Actress.

Born: September 19, 1968; Died: October 26, 2014 An appreciation.

Jenny McCrindle, who has died aged 46, was one of the most talented Scottish actresses of her generation, with a rare naturalistic quality, who could play both drama and high comedy with equal aplomb.

A born comedienne, with great stage presence, she brought the house down in Michael Boyd's production of Dumbstruck at the Tron Theatre, Glasgow, in 1994, but was equally at home in the hard-hitting TV series Looking For Jo Jo with Robert Carlyle.

For me, she should have been the fifth Marx Brother, her comic timing and sense of anarchy was unique. She never delivered a line the way you expected and the word upstaging could have been invented for her. She would appear on stage in the wrong wig, or with a false nose, and do practically anything to amuse the audience, and her fellow actors. And audiences loved her for it.

In rehearsals, she was insecure, struggling to learn her lines because of her dyslexia, pinning pages of the script at strategic points around her flat in an attempt to memorise them, only growing in confidence when she got in front of an audience, the opposite of the way most actors worked. But that connection with people was what drove her forward. She needed to hear them laugh.

Born in Clydebank in 1968, Jenny attended the Scottish Youth Theatre and first appeared, with fellow students, in Charlie Gormley's Heavenly Pursuits starring Tom Conti. She went on to appear in Peter McDougall's Down Where The Buffalo Go alongside Harvey Keitel, Dream Baby with Peter Capaldi and John Byrne's Your Cheatin' Heart.

She worked with some of Scotland's best known writers, including Ian Heggie (An Experienced Woman Gives Advice), Irvine Welsh, (The Acid House), Frank Deasy (Looking For Jo Jo), Chris Hannan (The Baby) and Simon Donald (The Life Of Stuff). She co-starred with Clive Owen in Chancer and her comic partnership with John Sessions in the thriller Jute City almost led to a spin-off series.

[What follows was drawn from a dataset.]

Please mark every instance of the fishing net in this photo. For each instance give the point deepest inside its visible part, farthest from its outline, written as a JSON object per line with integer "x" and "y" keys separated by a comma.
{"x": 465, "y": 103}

She also made a perfect Glesga princess in Sleeping Beauty, the Tron panto written by Craig Ferguson and Peter Capaldi, and in the late night cabaret afterwards would often accompany her friend Fiona Bell in a version of Fever by banging a tea tray on her head. She was a born entertainer, with a child-like love of anarchy that was funny and infectious.

For instance, in the mid-1990s she was asked by a senior comedy producer at the BBC to come up with an idea for a prime-time sit-com. After some thought she travelled down to London where she pitched to the executives at Television Centre the story of "a lassie with a talking fanny". Hardly Miranda material but pure Jenny. Needless to say this concept proved to be a little ahead of its time for the BBC.

It was while filming Ruffian Hearts for the corporation in 1995 that Jenny noticed a numbness in her right hand that she later realised was the first symptom of multiple sclerosis, the disease that would blight her life and end her career.

She continued working but grew progressively worried about what was happening to her body and after she experienced some blurring in her right eye sought medical help. She was officially diagnosed with MS in 1999 and afterwards her life changed. She became quietly reclusive and stayed in contact with only close friends and family. Her last acting job was in a short film called Somersault, in that same year.

While suffering from MS she began to paint, attending art classes, but was notoriously hard to get a hold of and rarely answered her phone. She preferred to deal with her illness in private. Sadly, in the last few years her MS became more aggressive and her health deteriorated.

Jenny was one of a kind, a little lady with a big heart, funny and inventive, with a sense of humour that was bible black. Unpredictable on screen and off, she could be inspiring and frustrating in equal measure, with a wickedly reckless streak.

The world is a lesser place without her and I, for one, consider myself lucky to have been part of her life. She made me laugh so much I stole many of her best quips for my own scripts.

To paraphrase some lines from Dumbstruck, she was "a funny girl, a very funny girl, a very very funny girl". Now her suffering is over. Jenny is survived by her mother and father, George and Libby, and sister Joanne.